In this talk, I will walk you through my latest research and contributions with my group towards this endeavour, in seeking context-enriched multimodal neural models for a variety of domains. These contributions span over multiple facets of the problem: from data collection/cleaning/indexing, neural models design, loss functions and optimization, to context-enriched representation learning where extra dimensions (such as time) are brought into play.
Applications of these backbone models to a set of challenging multimedia tasks will be showcased, such as the extraction of diachronic media insights from large-scale data (COGNITUS H2020 project), multimodal news understanding (NewsVisualSeek) and task-oriented multimodal agents (CMU-Portugal iFetch and Amazon AlexaPrize Taskbot Challenge projects).
David Semedo is an Assistant Professor at the NOVA School of Science and Technology, and an integrated member at NOVA LINCS research center.

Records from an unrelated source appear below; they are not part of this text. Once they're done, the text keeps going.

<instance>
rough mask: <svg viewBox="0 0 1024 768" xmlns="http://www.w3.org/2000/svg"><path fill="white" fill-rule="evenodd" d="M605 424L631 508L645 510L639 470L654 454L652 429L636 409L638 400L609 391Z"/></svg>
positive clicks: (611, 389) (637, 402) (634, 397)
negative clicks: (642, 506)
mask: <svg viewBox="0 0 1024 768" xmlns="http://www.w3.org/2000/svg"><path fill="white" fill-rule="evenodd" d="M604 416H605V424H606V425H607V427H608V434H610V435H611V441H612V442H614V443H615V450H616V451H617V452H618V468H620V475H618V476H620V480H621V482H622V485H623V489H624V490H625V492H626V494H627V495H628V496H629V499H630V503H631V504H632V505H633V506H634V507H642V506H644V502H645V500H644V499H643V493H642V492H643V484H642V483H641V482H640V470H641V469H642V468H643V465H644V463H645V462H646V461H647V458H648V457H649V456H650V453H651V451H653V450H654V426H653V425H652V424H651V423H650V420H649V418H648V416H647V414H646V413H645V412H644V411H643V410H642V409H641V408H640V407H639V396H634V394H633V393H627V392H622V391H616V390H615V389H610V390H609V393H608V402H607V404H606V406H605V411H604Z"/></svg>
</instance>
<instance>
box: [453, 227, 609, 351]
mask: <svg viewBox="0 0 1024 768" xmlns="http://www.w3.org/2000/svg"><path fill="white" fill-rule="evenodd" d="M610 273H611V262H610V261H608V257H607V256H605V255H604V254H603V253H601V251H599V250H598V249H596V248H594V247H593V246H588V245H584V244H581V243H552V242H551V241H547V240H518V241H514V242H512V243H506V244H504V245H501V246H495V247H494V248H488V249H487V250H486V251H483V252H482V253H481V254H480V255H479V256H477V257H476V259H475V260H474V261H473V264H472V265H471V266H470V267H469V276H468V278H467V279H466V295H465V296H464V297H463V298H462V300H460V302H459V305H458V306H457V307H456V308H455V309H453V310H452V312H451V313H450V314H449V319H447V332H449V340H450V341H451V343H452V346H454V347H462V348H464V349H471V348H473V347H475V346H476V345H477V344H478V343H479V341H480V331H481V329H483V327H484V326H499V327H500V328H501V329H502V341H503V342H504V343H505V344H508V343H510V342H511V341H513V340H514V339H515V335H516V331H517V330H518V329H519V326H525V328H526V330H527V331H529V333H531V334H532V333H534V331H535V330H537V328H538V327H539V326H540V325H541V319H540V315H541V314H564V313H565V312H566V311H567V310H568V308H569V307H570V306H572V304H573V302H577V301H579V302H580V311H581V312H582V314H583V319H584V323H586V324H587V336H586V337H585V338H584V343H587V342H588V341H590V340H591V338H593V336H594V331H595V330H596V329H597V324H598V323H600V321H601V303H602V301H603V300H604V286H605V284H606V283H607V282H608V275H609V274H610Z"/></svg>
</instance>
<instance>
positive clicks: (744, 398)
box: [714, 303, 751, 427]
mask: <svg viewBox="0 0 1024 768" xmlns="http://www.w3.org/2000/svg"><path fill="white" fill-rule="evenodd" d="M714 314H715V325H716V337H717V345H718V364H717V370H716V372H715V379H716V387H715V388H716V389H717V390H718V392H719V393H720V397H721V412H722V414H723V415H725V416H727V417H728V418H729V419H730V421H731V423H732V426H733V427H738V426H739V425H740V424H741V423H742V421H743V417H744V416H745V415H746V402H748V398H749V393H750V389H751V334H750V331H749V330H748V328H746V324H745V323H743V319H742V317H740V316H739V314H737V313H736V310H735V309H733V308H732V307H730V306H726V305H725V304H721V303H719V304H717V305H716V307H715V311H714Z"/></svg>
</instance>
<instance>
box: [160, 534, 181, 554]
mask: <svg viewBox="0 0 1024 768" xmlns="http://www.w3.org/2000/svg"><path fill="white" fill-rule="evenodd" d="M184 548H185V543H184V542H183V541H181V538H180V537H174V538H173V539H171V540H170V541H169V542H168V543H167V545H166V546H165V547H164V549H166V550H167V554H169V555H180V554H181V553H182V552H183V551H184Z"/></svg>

He holds a Ph.D. in Computer Science, and his research focuses on multimodal deep learning, machine learning and data mining approaches for Multimedia Understanding.
In this research stream, he seeks models that exploit patterns of media data to solve real-world problems, over large-scale collections (in space and time), by addressing the semantic gap between vision and language.
He has been involved in multiple national and international projects and industry collaborations, with applications over inherently multimodal data domains such as social media, data archives, news and others.